Das andere ist aber die Auskleidung der Gefachungen (zwischen den Tragbalken) mit einer Glaswolle, welche einen Schmelzpunkt >1.000°C aufweist.
Auch als Fußboden sollten dann tragfähige Fertigteil-Estrichplatten aus Gipsfaserplatten eingesetzt werden.
Wie „duck313“ es bereits formulierte:
Brandschutzmaßnahmen gehören keinesfalls in Laienhände. Weder in der Planung noch in der Ausführung.
Warum? Um das von Dir selbst gesetzte Ziel überhaupt erreichen zu können: einen den anerkannten Regeln des Fachs entsprechenden (und damit funktionierenden) Brandschutz bewerkstelligen zu können.
Parkett hat einen recht hohen Flammpunkt. Aber es kommt auch darauf an, ob es schwimmend verlegt oder fest auf einem Untergrund verklebt ist!!
-.-----
Gruß: Klaus

Hallo Klaus,

Danke fuer die schnelle Antwort. Leider hab ich als absoluter Laie auch nur die Haelfte verstanden. Der Link von Duck313 ist zwar informativ aber weil mir das Hintergrundwissen fehlt konnte ich damit auch nicht viel anfangen.

Ich moechte auch anmerken dass es mit den 60 Minuten Feuerfestigkeit nur um ein theoretisches Problem geht, in der Praxis ist Feuer das letzte was in der Huette zum Problem werden koennte weil das Ding so winzig ist dass man innerhalb von Sekunden draussen ist - und Fenster die als Notausgang benutzt werden koennen gibt es auch massenweise, es ist also nicht so dass in der Praxis jemand verbrennen oder ersticken muss wenn die Feuerfestigkeit nicht hundertprozentig sein sollte.

Die Antwort 2 mal 20 mm verstehe ich nicht ganz: Laut meinen Informationen braucht man zwei Schichten Gipskartonplatten von je 12,5 mm Dicke um 60 Minuten Feuerfestigkeit zu gewaehrleisten. Da aber die Holzdecke auch eine gewisse Feuerfestigkeit hat muesste ich eigentlich weniger dicke Gipskartonplatten brauchen. Ein anderes Material werde ich aus Kostengruenden nicht benutzen koennen.
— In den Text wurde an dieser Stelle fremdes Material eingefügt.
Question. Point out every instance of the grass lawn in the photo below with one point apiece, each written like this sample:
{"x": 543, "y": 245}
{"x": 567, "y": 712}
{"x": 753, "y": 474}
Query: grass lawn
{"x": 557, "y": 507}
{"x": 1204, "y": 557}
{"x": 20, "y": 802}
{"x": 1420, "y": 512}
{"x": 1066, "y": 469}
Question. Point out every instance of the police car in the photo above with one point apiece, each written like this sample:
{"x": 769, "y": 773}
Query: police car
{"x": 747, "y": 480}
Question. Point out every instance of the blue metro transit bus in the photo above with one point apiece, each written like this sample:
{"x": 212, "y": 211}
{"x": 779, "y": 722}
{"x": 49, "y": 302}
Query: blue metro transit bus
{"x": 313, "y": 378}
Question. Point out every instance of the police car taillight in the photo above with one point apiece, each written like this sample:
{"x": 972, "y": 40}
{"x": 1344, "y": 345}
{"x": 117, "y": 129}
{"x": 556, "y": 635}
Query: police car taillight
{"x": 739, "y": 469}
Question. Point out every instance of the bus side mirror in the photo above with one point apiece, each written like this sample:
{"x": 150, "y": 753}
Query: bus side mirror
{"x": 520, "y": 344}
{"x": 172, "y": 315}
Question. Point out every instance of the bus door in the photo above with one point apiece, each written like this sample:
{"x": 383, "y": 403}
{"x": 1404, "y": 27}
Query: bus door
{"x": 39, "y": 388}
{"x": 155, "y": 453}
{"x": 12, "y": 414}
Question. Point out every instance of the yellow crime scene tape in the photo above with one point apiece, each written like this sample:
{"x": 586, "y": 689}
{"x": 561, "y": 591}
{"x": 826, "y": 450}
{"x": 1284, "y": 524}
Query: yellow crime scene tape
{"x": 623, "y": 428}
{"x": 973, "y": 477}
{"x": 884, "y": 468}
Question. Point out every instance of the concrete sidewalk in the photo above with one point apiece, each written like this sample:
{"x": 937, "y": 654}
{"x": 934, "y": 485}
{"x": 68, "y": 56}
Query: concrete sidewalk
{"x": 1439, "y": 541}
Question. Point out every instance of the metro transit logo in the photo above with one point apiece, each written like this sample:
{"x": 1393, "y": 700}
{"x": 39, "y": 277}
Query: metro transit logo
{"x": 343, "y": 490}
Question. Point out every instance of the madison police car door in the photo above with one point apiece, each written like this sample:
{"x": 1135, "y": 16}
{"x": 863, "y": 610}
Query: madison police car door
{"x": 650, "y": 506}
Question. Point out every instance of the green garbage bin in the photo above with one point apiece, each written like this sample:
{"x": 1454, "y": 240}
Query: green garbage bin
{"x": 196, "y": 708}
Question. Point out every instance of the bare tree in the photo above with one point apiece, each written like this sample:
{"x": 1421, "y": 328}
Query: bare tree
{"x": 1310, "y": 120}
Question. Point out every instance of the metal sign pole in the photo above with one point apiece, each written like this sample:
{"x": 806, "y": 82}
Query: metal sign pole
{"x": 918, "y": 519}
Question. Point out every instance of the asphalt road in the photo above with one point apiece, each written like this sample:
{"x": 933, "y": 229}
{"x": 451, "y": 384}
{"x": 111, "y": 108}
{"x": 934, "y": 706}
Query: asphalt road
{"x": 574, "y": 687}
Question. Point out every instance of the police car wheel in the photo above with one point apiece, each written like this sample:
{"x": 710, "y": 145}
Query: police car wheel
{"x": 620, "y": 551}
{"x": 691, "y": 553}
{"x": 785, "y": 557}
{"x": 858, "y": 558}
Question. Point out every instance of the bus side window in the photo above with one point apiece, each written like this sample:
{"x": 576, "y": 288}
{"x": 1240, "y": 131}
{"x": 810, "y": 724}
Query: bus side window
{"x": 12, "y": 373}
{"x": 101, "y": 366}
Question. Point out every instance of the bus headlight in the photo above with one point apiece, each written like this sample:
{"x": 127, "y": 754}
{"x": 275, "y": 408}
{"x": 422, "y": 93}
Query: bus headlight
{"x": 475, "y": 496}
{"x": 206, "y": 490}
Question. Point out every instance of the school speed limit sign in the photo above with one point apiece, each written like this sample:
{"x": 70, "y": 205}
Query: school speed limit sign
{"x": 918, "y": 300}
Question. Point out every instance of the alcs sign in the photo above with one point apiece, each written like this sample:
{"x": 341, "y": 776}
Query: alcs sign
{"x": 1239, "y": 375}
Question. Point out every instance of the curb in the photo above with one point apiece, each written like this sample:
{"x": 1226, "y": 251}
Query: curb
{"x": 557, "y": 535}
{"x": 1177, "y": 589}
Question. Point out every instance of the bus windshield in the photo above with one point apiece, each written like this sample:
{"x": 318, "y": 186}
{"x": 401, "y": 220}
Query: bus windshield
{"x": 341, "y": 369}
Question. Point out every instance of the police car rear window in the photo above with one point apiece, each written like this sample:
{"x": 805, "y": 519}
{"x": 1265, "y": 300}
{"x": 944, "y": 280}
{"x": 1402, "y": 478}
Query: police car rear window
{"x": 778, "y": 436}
Das Parkett soll nicht verklebt werden.

Gruss

Desperado

Danke fuer die Antwort, hab leider vergessen zu erwaehnen dass
sich das Objekt im Ausland befindet und die deutsche
Rechtslage nicht relevant ist - ausser wenn es sich um
EU-weite Gesetze handeln sollte.

Hallo Desperado,

klingt ja mutig, verwegen, angstlos.
Wenn du bei der Anfrage gesagt hättest daß du in dem Haus alleine
lebst und NIE Besuch kommt hätte ich mich gar nicht eingemischt.

Du kannst ja machen was du willst, ich würde mich bei Sicherheits-
relevanten Dingen an den wohl höheren Sicherheitsstandard in D halten.

Du verhälst dich in gewisser Weise wie die viel zu vielen hier
im *glaub* Plauderbrett, die verkünden daß sie keinen Rauchmelder
installiert haben und auch keinen installieren werden :frowning:

Gruß
Reinhard

Hallo desperado,
wenn Du keinen Brandschutz benötigst, dann brauchst Du auch keine Konstruktion, welche diese bewerkstelligt.
Letztendlich waren meine Hinweise auf F90 abgestellt, also auf 90 Minuten.
Der Holzfußboden hat keine zu berücksichtigende Feuerhemmung.
Entscheidend ist für den Brandschutz (so sehe ich das), dass
a) Flamme und Hitze nicht bzw. nur langsam in ein angrenzendes Bauteil eindringen können und
b) dass die statischen Bauteile (dazu gehören beispielsweise die Tragbalken) möglichst lange vor Flammen und auch Wärme geschützt werden, sodass sie möglichst nicht versagen (einstürzen).

Das Ganze kann man jedoch auf die Kurzformel meiner Aussage hier im 1. Satz bringen.